Saturday 15 June 2019

The Ninth Commandment


You shall not covet your neighbour’s wife …

Saint Gregory of Nyssa believed sexual difference arose because of the fall. Genesis 1:26-28 already speaks about God creating the human being ‘male and female’ but this was because God anticipated what was to happen. They would fall from grace and so end up needing the sexual organs with which God equipped them from the beginning.

Saint Thomas Aquinas disagreed with Gregory about this and said that our sexual desire and capacity are part of the original and good creation. Before the fall Adam and Eve might have enjoyed sex and conceived children just as they ate of the good things of the garden. We are the image of God in our capacity to reproduce, he says: as God is from God so human beings come from human beings. It means there is a fuller ‘imaging’ of God in the living human animal than there is in the angel which is purely (and therefore only) spiritual.

So when does sexual desire become sinful? It depends on the context in which it is found and how it is acted upon – by whom, with whom, in what way. The desire itself cannot automatically be sinful whereas acting on it may be sinful. It depends on people’s commitments and ‘states of life’. As well as being respectful of human dignity in ourselves and in others, sexual activity should be appropriate to who we are and what we are about.
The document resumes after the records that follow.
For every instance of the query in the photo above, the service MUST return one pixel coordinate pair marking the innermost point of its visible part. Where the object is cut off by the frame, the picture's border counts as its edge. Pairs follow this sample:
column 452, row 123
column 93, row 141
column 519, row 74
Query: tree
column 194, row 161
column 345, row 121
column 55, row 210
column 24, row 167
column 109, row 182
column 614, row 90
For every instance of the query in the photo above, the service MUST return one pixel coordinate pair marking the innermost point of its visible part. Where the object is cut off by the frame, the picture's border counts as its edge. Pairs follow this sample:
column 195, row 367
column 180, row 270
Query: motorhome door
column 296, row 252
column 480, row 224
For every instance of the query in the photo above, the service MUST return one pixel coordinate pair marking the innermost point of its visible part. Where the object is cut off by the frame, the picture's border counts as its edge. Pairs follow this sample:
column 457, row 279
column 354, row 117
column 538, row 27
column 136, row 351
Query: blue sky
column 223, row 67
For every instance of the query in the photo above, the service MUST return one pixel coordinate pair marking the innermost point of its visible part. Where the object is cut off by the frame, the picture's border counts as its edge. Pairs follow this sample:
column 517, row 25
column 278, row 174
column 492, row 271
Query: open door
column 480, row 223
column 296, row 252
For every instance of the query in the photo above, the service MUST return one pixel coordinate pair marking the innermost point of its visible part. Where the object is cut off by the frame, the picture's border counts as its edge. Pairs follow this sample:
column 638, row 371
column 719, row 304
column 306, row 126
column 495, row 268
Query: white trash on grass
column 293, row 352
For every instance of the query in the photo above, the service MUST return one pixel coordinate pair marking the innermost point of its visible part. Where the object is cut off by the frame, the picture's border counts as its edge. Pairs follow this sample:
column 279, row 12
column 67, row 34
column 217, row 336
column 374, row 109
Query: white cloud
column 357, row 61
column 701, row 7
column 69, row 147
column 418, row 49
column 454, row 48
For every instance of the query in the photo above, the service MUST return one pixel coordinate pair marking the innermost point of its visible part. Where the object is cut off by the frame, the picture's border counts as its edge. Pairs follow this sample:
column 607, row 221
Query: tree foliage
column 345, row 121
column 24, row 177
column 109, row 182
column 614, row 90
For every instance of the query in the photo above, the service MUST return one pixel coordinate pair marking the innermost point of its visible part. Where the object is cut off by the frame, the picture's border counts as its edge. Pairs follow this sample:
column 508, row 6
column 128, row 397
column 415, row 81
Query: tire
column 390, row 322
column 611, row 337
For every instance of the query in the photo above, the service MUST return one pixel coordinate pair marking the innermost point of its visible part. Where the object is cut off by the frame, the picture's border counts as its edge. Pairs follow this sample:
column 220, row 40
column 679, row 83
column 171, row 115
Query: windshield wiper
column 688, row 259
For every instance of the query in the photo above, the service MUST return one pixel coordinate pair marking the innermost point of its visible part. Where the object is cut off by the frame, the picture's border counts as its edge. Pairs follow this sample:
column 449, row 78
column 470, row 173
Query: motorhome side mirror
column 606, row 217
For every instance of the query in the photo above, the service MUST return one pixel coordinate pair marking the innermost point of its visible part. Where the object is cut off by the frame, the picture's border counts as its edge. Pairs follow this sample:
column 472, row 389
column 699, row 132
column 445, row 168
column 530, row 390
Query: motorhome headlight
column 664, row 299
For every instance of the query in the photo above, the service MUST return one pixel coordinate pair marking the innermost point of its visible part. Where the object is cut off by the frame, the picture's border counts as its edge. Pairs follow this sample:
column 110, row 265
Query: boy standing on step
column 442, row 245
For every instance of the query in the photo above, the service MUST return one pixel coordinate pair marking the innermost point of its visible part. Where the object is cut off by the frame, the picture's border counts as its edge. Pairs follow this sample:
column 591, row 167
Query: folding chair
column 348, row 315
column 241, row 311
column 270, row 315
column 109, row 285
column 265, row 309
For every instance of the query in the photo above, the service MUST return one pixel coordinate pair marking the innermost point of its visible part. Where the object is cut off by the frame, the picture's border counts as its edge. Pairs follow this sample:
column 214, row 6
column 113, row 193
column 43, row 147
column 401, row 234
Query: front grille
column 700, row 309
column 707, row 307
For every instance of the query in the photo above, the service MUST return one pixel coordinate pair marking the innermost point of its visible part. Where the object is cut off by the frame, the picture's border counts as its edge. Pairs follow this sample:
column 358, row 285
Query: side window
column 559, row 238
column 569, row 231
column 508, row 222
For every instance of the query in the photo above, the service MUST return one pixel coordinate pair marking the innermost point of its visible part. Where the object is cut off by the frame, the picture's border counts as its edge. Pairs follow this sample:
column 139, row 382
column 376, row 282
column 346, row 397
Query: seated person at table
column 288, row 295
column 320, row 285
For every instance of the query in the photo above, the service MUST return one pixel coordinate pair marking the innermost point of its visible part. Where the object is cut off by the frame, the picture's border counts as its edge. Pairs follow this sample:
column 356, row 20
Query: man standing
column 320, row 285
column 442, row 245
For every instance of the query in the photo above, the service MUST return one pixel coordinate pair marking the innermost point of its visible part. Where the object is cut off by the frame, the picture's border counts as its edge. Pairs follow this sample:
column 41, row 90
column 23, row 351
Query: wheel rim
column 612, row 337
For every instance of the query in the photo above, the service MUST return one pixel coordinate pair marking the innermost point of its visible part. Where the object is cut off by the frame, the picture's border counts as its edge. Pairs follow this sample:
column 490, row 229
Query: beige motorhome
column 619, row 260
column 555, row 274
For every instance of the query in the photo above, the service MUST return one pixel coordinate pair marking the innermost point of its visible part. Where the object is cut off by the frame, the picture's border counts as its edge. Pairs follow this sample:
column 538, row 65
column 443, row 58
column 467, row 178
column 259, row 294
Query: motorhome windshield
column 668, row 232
Christian teachers often link lust and gluttony. To treat a person lustfully is a way of chopping them up into manageable bits with a view to incorporating them into ourselves. Lust loses sight of the other person as a human person, makes them something less than that, and is happy then to ‘have’ them with a view to its own pleasure. It acts without proper thought for the other person as also without proper thought for the third person, the potential child, which the sexual drive is always also about.

Marriage is the place for sexual activity. It is not absolutely impossible that we may, by God’s grace, live always in perfect chastity, living our sexuality only in ways appropriate to our commitments. Such perfect chastity seems rare, though, for a number of reasons: the strength of this desire, the fragmentation of fallen human nature, and the things human beings need to learn about intimacy, life and love.

Dorothy Sayers wrote that people fall into lust for two reasons. One is because of the sheer exuberance of animal spirits when, she says, a sharp application of the curb may be all that is needed to bring the body into subjection and remind it of its proper place in the scheme of human nature. Calm discipline, then, along with a sense of humour.

People also fall into lust through sheer boredom and discontent, she says, giving in to lust ‘because they have nothing better to do’. Where people’s mental and physical surroundings are drab and uncomfortable, where the philosophy they are offered is bankrupt (modern myths about sex, for example), where people’s vitality is impoverished and their culture superficial, then they will fall into a spiritual depression from which the satisfaction of lust seems to provide some partial, temporary release.

Sometimes, in giving way to lust, people are genuinely seeking love, although the two realities are very different. Shakespeare contrasts beautifully the effects of love and lust:
                                                                                     
Love comforteth like sunshine after rain
But lust’s effect is tempest after sun
Love’s gentle spring doth always fresh remain
Lust’s winter comes ere summer half be done
Love surfeits not, lust like a glutton dies
Love is all truth, lust full of forged lies
-       Venus and Adonis, stanza 132

For Christians there is another level of intimacy, life and love, a fuller context in which everything is to be understood and lived out. This is the intimacy, life and love given in Christ’s relationship with us, the friendship with the Father in the Holy Spirit that Christ establishes for us. The great moment in which this love is celebrated is the Eucharist, the moment of greatest intimacy with Our Lord, where our love is sealed and our life increased, where all our desires are satisfied. As the liturgy says, the bread from heaven contains in itself all delights. When the love of Christ controls us, all our desires find their proper place.